I just finished watching a video of a show I recently did with my improv group. Wow, do I ever look weird on camera. I got a very different perspective on my stage presence. Some hints to myself for potential improvement:
1. Work out more, buddy. Your shirt was taking up too much room on stage. It would have been okay if the video was shot in widescreen, but unfortunately it was made for TV.
2. Less blocking, more flow. I noticed that Jay, especially, is very good at taking a cue (“offer”) and running with it. The others were pretty good too. I was pretty good at throwing ideas out there, but I could have given more energy back to the offers being sent my way.
For those not familiar with improv theatre, I’ll explain. To make an improv show interesting and fun, everyone has to keep up the flow of responding to each other’s ideas. Because there is no script, it’s all about building an idea on the spot.
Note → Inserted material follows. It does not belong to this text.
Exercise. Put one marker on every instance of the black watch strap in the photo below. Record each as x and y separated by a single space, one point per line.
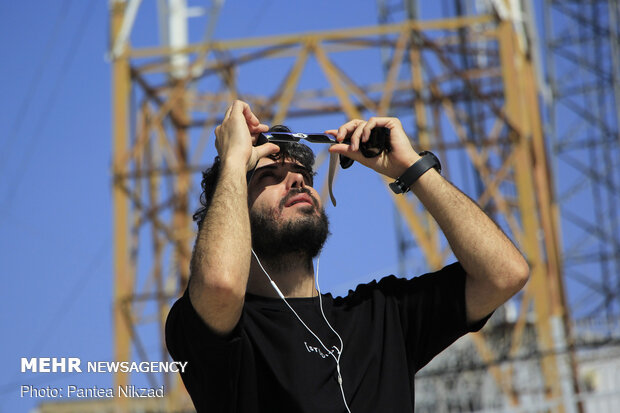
427 161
So if Jay says, “Hey, let’s go to the park!” the most improv-friendly thing I could say is “Ya! That’s a great idea! Maybe we’ll bump into those hot girls we saw the other day.” Respond positively, and build on it.
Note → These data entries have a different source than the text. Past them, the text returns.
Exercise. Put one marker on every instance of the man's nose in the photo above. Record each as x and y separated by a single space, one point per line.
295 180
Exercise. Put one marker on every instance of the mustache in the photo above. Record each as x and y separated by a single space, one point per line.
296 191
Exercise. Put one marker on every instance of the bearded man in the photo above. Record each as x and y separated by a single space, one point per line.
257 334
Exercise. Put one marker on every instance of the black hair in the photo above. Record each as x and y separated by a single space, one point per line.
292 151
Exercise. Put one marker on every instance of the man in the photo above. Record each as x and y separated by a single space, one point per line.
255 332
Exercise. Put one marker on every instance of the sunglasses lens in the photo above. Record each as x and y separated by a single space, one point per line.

The wrong thing to say – and there is such a thing as right and wrong with improv – is, “Na. The park is stupid. Let’s do something else more fun.” And stop.
That last line is called “blocking.” (Not to be confused with “blocking” in mainstream theatre, which refers to the placement of actors on the stage.) In improv theatre, “blocking” is when you block someone’s idea and stop the flow. I never intentionally did this, but it happened when I didn’t listen properly to what the others were saying. Perhaps I was too busy in my own head thinking of something clever on my own, instead of taking the offer (the other guy’s line) and building on it. I didn’t exactly say ‘no’ directly. But there were a few times when I simply didn’t respond at all to what someone else was saying or doing, and I headed in a different direction entirely.
All that said, I had a great time doing the show, and I’m looking forward to more improv shows in the new year.